Baca Juga : Fakta Sejarah Candi Borobudur Lengkap
Pada setiap perayaan Maulid Nabi di sana selalu ada proses ngalungsur pusaka, proses ini adalah pembersihan benda pusaka yang diyakini sebagai peninggalan Sunan Rohmat, proses pembersihan ini dimaksudkan untuk melestarikan dan menjaga warisan budaya benda kuno tersebut.
Pusaka Prabu Kian Santang
Pusaka peninggalan Prabu Kian Santang saat ini diyakini masih ada dan tersimpang dengan rapih didalam Kandaga, pusaka tersebut antara lain adalah :
- Terompet, yang digunakan untuk memanggil masyarakat dan menandakan acara musyawarah akan segera dimulai
- Cemeti dan Rante, digunakan untuk mengukur waktu masuknya solat
- Keris, benda ini didapatkan dari warisan ayahnya yaitu Prabu Siliwangi
- Babango, adalah sebuah gunting kecil yang digunakan untuk memotong kepunyaan pria pada saat proses khitan sebagai salah satu syarat masuk Islam
Pada mulanya Sunan Rohmat atau Prabu Kian Santang membawa pusakanya didalam sebuah kotak, untuk disimpan ditempat yang paling aman, konon Sunan Rohmat mendapatkan petunjuk untuk menyimpan benda itu di Gunung Suci, dan pada akhinya ia memutuskan untuk menetap dan menyimpan benda pusakanya ditempat itu yang sekarang menjadi lokasi makam Prabu Kian Santang.
Lokasi Makam Prabu Kian Santang
Keramat Godog yang terletak di lereng Gunung Kracak, desa Lebak Agung, Kec. Karangwitan, Garut, dipercaya sebagai makam dari Prabu Kian Santang, berdasarkan Babad Pasundan, Babad Godog fan Wawacan Prabu Kian Santang Aji.
Babad Godog adalah naskah berbahasa Sunda yang menceritakan Gagak Lumayung sebagai nama lain dari Kian Santang, biasanya masyarakat membacakan Babad Godog diiringi nyanyian atau langgam Sunda.
Isi naskah tersebut adalah cerita Raden Kian Santang memiliki nama lain yautu Gagak Lumayung atau Raden Senggara putra Maharaja Sri Baduga Prabu Siliwangi raja Pajajaran, kemudian ketika Prabu menjadi mualaf namanya bergantu menjadi Sunan Rohmat.Cerita pertemuan Syaidina Ali dengan Kian Santang seperti cerita diatas bersumber dari Babad Pasundan dan Babad Godog.

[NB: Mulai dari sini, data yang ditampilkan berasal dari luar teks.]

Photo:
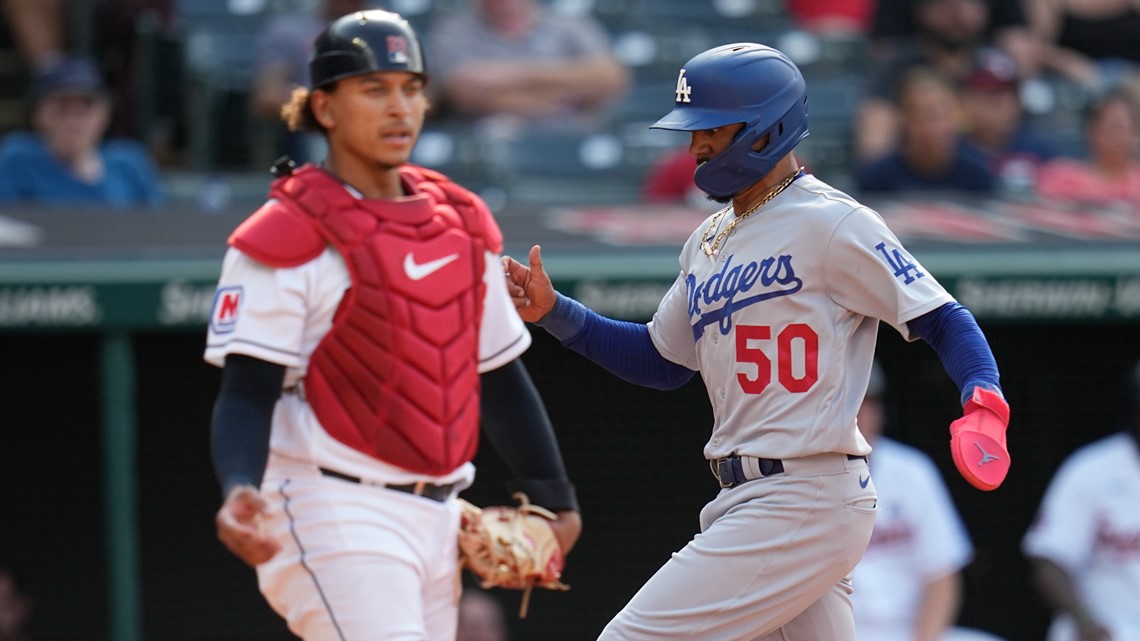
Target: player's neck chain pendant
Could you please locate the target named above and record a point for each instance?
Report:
(708, 236)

Raden Kian Santang menetap di Godog sampai meninggal dan di makamkan di sana, di komplek pemakaman terdapat makam sahabat-sahabatnya seperti Sembah Dalem Surepen Suci, Sembah Dalem Kholifah Agung, dan Sembah Dalem Surepen Agung, mereka selalu menemani Kian Santang pada setiap dakwahnya.

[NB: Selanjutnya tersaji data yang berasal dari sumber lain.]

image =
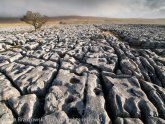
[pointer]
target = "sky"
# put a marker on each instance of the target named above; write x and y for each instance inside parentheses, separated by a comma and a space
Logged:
(99, 8)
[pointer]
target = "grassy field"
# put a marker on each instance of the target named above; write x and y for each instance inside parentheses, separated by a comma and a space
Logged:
(84, 20)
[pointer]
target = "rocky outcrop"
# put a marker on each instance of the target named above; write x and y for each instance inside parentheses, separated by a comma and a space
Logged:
(83, 74)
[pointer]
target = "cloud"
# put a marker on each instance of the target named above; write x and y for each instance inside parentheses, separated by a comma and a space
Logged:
(107, 8)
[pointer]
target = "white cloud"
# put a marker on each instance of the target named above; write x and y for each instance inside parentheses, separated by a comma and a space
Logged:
(107, 8)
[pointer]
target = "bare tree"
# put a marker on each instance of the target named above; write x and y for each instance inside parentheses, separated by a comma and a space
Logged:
(35, 19)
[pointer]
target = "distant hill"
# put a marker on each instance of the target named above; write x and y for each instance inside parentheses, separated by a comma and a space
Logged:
(92, 20)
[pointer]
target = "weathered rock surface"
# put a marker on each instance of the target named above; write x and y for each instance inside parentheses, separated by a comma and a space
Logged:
(83, 74)
(128, 121)
(6, 116)
(25, 107)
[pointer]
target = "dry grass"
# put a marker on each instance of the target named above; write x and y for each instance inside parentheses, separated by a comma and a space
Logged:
(86, 20)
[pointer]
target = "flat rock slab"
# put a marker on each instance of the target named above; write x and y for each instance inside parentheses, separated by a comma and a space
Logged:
(126, 99)
(83, 74)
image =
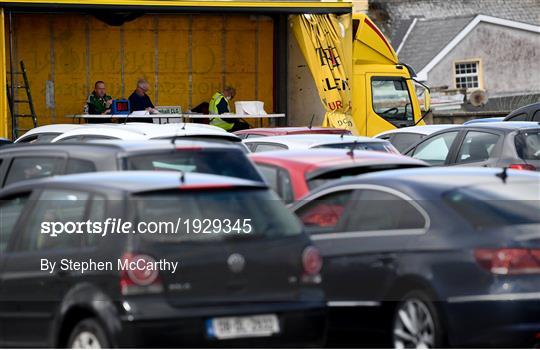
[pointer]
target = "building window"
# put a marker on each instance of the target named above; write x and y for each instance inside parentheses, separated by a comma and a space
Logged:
(467, 75)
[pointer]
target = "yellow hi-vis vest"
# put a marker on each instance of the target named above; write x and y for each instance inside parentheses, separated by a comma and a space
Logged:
(212, 109)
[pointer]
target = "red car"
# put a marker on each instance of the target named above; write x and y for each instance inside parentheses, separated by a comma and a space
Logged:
(290, 130)
(292, 174)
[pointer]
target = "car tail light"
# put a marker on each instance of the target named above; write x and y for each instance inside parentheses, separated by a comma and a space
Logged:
(522, 167)
(138, 276)
(508, 261)
(312, 261)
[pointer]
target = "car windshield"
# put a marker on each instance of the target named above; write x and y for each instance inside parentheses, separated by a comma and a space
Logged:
(216, 215)
(225, 162)
(528, 145)
(362, 146)
(497, 204)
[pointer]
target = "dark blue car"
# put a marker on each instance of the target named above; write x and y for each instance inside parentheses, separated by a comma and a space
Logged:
(431, 257)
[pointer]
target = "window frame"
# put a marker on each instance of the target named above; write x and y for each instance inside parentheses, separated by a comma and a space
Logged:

Itulah cerita tentang kesaktian Prabu Kian Santang, perlu di ingat cerita ini merupakan dongeng yang diambil dari cerita babad, jadi jangan anggap ini sebagai sejarah, sebab sejarah harus ada bukti yang kuat, seperti prasasti, naskah yang ditulis se zaman, sedangkan babad ditulis sekitar abad 18/19 M tetapi menceritakan 3-4 abad sebelumnya, maka sangat diragukan kebenaranya.